Pemerintah melihat fenomena project S TikTok Shop di Inggris akan merugikan pelaku UMKM jika masuk ke Indonesia. Project S TikTok Shop dicurigai menjadi cara perusahaan untuk mengoleksi data produk yang laris manis di suatu negara, untuk kemudian diproduksi di Cina.
“Di Inggris itu 67 persen algoritma TikTok bisa mengubah behavior konsumen di sana dari yang tidak mau belanja jadi belanja. Bisa mengarahkan produk yang mereka bawa dari Cina. Mereka juga bisa sangat murah sekali,” jelas Teten.
TikTok Shop dinilainya menyatukan media sosial, cross-border commerce dan retail online.
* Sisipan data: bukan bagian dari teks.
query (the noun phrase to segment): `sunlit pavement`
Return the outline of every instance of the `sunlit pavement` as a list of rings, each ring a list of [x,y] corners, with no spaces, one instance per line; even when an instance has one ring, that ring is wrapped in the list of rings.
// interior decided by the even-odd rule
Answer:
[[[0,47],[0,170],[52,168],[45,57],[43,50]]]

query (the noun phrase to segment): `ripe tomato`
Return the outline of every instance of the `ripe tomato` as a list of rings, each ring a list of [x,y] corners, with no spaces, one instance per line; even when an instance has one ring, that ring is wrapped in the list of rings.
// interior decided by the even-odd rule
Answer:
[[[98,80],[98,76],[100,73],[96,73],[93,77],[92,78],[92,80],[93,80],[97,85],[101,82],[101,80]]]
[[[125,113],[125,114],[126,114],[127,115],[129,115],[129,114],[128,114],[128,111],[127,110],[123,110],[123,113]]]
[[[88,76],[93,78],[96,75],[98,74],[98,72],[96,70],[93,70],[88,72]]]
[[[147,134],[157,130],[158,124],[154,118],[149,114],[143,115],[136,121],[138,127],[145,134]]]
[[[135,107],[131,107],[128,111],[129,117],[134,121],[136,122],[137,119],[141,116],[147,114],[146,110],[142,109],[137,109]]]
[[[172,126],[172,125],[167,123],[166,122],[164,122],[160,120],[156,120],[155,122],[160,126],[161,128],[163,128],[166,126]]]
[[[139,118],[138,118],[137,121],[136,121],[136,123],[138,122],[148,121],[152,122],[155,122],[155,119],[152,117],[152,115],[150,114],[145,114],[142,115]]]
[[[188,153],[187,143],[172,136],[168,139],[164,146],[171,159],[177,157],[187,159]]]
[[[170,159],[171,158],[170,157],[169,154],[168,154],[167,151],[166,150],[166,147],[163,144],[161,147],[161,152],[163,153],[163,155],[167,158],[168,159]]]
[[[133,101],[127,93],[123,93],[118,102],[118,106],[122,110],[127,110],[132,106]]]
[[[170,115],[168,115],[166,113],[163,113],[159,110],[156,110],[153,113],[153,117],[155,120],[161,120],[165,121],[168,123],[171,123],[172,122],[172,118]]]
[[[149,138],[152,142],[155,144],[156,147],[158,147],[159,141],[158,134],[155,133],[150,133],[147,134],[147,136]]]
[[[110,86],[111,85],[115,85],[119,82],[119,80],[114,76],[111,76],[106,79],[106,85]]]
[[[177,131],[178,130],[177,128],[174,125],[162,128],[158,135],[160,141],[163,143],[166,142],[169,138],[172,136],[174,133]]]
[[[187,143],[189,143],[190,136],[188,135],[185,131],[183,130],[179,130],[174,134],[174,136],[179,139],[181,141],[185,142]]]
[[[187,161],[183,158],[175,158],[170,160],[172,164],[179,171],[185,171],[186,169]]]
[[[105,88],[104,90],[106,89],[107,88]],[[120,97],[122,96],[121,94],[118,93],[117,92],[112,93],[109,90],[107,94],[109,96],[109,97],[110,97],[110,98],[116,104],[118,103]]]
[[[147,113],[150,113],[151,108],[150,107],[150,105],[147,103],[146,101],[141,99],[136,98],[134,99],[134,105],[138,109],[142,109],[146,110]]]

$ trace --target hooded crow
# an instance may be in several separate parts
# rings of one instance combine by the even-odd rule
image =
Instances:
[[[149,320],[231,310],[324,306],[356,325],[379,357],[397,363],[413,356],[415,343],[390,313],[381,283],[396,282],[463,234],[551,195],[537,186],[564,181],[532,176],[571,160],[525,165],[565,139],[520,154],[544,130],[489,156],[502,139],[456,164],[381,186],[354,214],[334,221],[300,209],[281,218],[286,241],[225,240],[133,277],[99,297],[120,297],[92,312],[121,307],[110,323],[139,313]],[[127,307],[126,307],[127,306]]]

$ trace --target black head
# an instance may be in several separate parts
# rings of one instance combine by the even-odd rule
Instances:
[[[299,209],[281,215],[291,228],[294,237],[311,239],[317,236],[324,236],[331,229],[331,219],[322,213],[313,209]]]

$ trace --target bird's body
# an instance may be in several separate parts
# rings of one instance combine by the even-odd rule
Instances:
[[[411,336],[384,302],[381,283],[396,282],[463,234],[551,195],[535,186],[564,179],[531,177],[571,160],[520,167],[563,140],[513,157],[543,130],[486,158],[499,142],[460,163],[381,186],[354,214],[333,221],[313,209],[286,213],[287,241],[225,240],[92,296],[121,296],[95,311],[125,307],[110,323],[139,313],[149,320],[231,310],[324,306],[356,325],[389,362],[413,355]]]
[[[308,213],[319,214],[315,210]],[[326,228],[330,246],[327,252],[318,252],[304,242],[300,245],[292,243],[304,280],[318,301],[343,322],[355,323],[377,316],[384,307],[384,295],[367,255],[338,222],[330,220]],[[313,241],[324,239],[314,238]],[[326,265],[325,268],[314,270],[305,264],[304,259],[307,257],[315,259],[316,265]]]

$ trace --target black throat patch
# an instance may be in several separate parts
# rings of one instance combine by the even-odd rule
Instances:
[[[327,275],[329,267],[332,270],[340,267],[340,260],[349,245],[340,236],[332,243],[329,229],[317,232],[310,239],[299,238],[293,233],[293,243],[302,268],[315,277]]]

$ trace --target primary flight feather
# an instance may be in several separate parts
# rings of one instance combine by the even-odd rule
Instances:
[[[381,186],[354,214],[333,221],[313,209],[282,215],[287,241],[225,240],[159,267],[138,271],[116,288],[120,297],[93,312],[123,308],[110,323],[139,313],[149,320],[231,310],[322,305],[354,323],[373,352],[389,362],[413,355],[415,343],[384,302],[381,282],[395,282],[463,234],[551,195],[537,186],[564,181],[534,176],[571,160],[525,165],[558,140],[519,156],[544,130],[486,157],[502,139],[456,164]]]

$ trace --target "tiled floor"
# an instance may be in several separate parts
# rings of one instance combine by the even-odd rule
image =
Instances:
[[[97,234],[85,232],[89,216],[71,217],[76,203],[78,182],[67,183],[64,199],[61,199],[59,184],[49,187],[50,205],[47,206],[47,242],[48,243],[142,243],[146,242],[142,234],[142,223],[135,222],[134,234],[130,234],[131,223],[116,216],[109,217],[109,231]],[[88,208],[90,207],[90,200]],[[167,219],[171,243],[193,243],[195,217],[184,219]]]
Dari 21 juta pelaku UMKM yang terhubung ke ekosistem digital, mayoritas yang dijual di online adalah produk dari Cina.
Sehingga jika tidak segera ditangani dengan kebijakan yang tepat, maka pasar digital Tanah Air akan didominasi oleh produk-produk dari Cina.
Kendati demikian, Teten menegaskan bahwa, ia bukan anti produk Cina maupun dari luar negeri. Namun, sebagai upaya untuk melindungi UMKM, produk dari luar negeri harus mengikuti mekanisme impor produk termasuk melengkapi izin edar dari BPOM, memenuhi SNI hingga sertifikasi halal.
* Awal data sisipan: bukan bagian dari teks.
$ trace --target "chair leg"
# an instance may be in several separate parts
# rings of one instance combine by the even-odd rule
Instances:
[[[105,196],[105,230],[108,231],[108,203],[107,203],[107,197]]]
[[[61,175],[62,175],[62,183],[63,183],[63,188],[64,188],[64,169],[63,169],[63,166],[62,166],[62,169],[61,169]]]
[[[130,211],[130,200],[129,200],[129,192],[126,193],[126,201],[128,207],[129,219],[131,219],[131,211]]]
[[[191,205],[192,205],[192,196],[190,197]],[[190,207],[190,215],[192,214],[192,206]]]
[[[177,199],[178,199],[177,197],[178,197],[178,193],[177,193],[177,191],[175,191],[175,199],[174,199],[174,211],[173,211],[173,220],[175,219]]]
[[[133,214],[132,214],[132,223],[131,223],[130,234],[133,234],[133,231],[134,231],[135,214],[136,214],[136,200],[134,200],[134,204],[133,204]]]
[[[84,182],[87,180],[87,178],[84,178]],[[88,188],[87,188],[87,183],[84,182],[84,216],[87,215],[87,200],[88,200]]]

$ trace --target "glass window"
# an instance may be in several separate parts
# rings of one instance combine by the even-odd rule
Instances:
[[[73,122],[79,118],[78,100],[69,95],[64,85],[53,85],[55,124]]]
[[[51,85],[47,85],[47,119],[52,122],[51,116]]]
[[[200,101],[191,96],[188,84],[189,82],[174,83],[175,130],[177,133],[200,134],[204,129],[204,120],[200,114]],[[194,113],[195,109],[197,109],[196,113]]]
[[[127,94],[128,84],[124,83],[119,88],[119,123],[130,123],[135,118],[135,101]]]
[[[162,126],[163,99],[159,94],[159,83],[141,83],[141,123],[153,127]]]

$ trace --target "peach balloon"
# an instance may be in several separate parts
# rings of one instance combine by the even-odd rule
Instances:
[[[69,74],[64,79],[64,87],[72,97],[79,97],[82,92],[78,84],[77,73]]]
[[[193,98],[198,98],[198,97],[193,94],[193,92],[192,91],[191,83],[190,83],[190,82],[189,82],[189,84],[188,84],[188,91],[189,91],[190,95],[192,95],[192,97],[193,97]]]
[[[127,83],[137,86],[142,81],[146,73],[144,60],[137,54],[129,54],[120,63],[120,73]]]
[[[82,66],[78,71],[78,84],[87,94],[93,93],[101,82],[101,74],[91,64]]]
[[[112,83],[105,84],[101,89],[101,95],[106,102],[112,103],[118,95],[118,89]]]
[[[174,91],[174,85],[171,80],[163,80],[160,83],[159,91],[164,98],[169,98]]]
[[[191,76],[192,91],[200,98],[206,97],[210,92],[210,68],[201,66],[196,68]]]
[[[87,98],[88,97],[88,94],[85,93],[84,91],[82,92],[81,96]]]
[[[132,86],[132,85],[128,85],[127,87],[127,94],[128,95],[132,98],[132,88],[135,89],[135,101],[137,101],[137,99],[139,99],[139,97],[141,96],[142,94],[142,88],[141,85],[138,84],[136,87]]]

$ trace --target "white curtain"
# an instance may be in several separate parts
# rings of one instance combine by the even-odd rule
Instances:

“Kalau misalnya retail online masih dibolehkan menjual produk impor langsung ke konsumen, itu pasti UMKM tidak bisa bersaing karena UMKM di dalam negeri kalau berjualan harus mempunyai izin edar dari BPOM, harus punya sertifikasi halal, punya SNI. Mereka enak langsung,” katanya.
Dalam mengatasi ancaman tersebut, Teten mendesak Kementerian Perdagangan untuk merevisi Permendag Nomor 50/2020 yang saat ini baru mengatur perdagangan di e-Commerce, bukan social commerce. Ia mengaku revisi aturan tersebut sudah diwacanakan sejak tahun lalu, namun hingga kini masih belum terbit.
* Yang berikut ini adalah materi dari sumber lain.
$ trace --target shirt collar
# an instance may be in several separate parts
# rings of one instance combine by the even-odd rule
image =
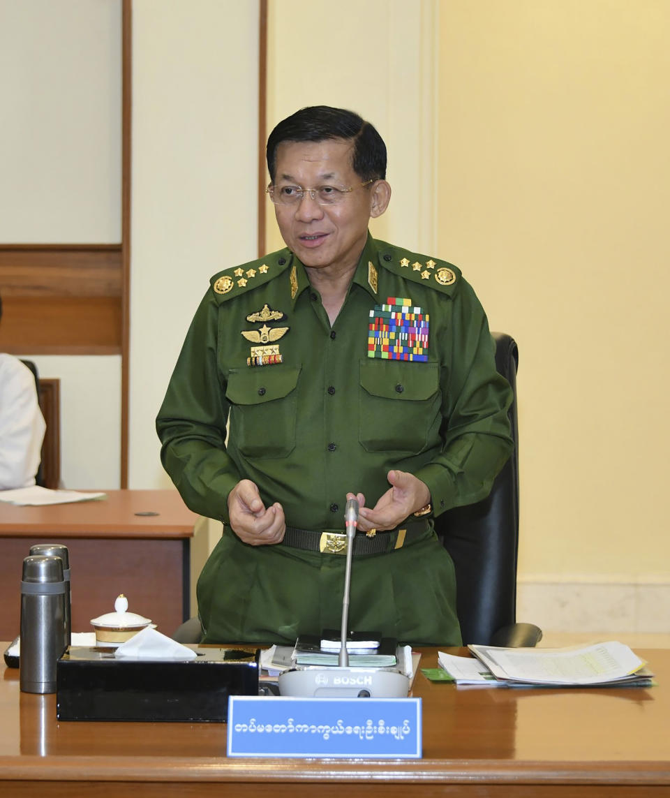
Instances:
[[[302,263],[291,253],[293,263],[288,270],[288,279],[291,283],[291,299],[294,306],[298,296],[306,288],[311,287],[309,279]],[[377,251],[375,239],[368,233],[368,239],[365,246],[358,260],[356,271],[353,273],[352,283],[360,286],[365,289],[373,299],[376,299],[379,294],[376,290],[377,274],[379,272],[379,253]]]

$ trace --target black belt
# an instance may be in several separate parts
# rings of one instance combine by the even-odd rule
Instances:
[[[388,531],[376,532],[368,537],[365,532],[358,532],[353,539],[355,555],[386,554],[394,549],[402,548],[417,538],[424,535],[430,528],[430,521],[408,521],[401,523]],[[286,527],[284,539],[282,541],[293,548],[307,551],[322,551],[324,554],[346,554],[346,532],[318,532],[310,529],[297,529]]]

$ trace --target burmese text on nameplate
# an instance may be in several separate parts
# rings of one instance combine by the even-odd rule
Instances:
[[[419,759],[421,699],[231,696],[227,752]]]

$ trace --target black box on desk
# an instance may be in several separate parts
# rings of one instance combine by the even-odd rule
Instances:
[[[188,648],[198,656],[175,661],[70,646],[56,669],[58,720],[223,722],[228,696],[258,694],[257,649]]]

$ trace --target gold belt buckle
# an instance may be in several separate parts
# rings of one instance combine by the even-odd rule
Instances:
[[[340,535],[337,532],[321,532],[321,539],[319,540],[319,551],[325,551],[326,554],[346,554],[346,534]]]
“Itu bukan hanya untuk TikTok saja, untuk seluruh e-Commerce untuk juga yang cross-border commerce semua. Jadi jangan kemudian saya dianggap anti TikTok, bukan, saya hanya mau melindungi produk UMKM supaya ada playing field yang sama dengan produk dari luar, jangan kemudian mereka diberi kemudahan,” tandasnya.